Lost in translation | 31 March 2016

Kurtz becomes Koert — an impressively disturbing figure — in this reworking of Conrad’s story, set on a run-down former Afrikaner homestead

issue 02 April 2016

Trencherman was first published in Afrikaans in 2006 and translated into English for a South African readership shortly afterwards, but has only now found a UK publisher. Eben Venter — one of the notable voices in white South African writing post-Apartheid — has been ‘temporarily’ based in Australia for more than two decades, but returns to his home for stories. You can see why.

After Disgrace, J.M. Coetzee emigrated to Australia — and hasn’t published a decent novel since. He evacuated his subject. For Africa-born whites, the one thing worse than staying is leaving. The left brain urges you to settle in a safe economy with prospects, where the right brain dies.

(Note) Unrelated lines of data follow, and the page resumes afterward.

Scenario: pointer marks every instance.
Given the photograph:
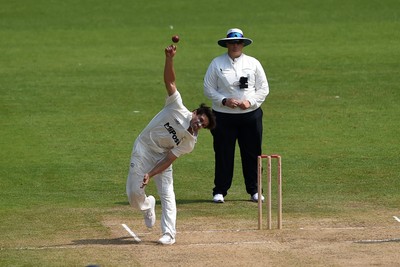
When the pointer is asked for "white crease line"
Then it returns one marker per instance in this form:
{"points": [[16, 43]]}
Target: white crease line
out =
{"points": [[137, 239], [378, 240]]}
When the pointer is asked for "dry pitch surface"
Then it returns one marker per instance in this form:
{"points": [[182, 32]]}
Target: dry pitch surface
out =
{"points": [[362, 240]]}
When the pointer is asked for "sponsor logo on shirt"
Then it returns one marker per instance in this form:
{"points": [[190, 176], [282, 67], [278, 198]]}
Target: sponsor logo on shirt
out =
{"points": [[172, 131]]}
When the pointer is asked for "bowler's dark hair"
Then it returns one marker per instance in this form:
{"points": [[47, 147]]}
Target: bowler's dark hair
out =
{"points": [[203, 109]]}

Africa’s contradictions are the author’s larder, hung with the biltong of sinewy emotions.

Out of such emotions Venter created this modern retelling of Conrad’s Heart of Darkness. Marlouw, an Afrikaner in Melbourne, is persuaded by his sister to fly back to SA to retrieve his prodigal nephew Koert, who has gone to ground on Ouplaas, the old family farm. Venter sketches a dystopian near-future South Africa where the state has failed, gangs rule and all is corrupt, derelict, cut off, impoverished and diseased.

On Ouplaas, the Africans who were handed the farm by Marlouw’s family decades earlier have multiplied: ‘Children to the left and the mongrels to the right.’ They quarrel about booze and sex, the last of the sheep are dying, the tractor’s kaput, boreholes are broken and it’s overgrazed. Marlouw asks a youth in gold trainers:

‘How can you survive on a farm where there’s no more water? You’ll have to leave. Aren’t you worried about that?’

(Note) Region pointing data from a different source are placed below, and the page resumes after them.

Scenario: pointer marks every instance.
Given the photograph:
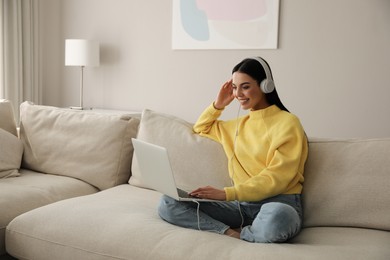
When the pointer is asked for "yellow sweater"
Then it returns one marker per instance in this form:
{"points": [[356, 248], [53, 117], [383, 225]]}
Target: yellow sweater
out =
{"points": [[270, 151]]}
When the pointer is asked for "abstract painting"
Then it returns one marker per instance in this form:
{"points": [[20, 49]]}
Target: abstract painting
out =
{"points": [[225, 24]]}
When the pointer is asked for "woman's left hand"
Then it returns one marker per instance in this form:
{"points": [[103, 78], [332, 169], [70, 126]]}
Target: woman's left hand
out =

He spits on his index finger and buffs his Nikes. ‘No…’

Yet Marlouw finds the Africans in thrall to Koert, looking to him for a supply of nyama (meat), Bell’s whisky and the use of his Nintendo. Masked men deny Marlouw access to his nephew, who barricades himself in a lair with the old family furniture.

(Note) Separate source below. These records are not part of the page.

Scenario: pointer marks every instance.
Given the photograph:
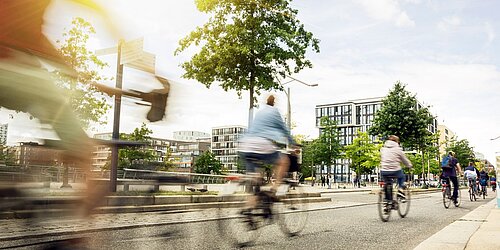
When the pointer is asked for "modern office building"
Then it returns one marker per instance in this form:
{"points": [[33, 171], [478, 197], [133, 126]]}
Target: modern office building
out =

Marlouw is told: ‘The whites who’ve remained in Africa have become crafty, always showing their teeth… They swallow you whole.’ Afrikaners once felt a sense of manifest destiny to rule the country, God’s gift to their volk. Yet after 13 generations there, Marlouw says of his family: ‘It was a culture that never suited this land.’ Now slum-dwellers are desecrating the family cemetery. ‘I was afraid we Afrikaners would be wiped out, roots and all. That’s the heart of my fear.’ The final collapse on Ouplaas happens as the nyama runs out and Koert appears‚ an impressively disturbing figure.

I’m not sure that this variation on the theme of Heart of Darkness in a modern Africa entirely works though. Venter is best when he drives for something all his own. This is a riff not about the ravages of western civilisation in Africa but about the fate of Afrikaners and their language:

Like the Jews, the Afrikaners have forsaken themselves to a mighty diaspora and left the blood river for good; though unlike the Jews, they even cast their language on the waters like stale bread…

We might ask where Venter is coming from. As with Coetzee, a binary explanation fails to capture the nuance of experience. In one interview, Venter has said: ‘I think Koert is the guy readers should be worried about, not the black people who’ve screwed up their farm.’ In another, he complains that in post-Mandela South Africa

people with little or no education are led by semi-literate majesties who tell them to shower after they’ve had sex without protection, to bring on the machine guns, to eat beetroot if they’re HIV-positive.

It’s hard to argue with either of these perspectives.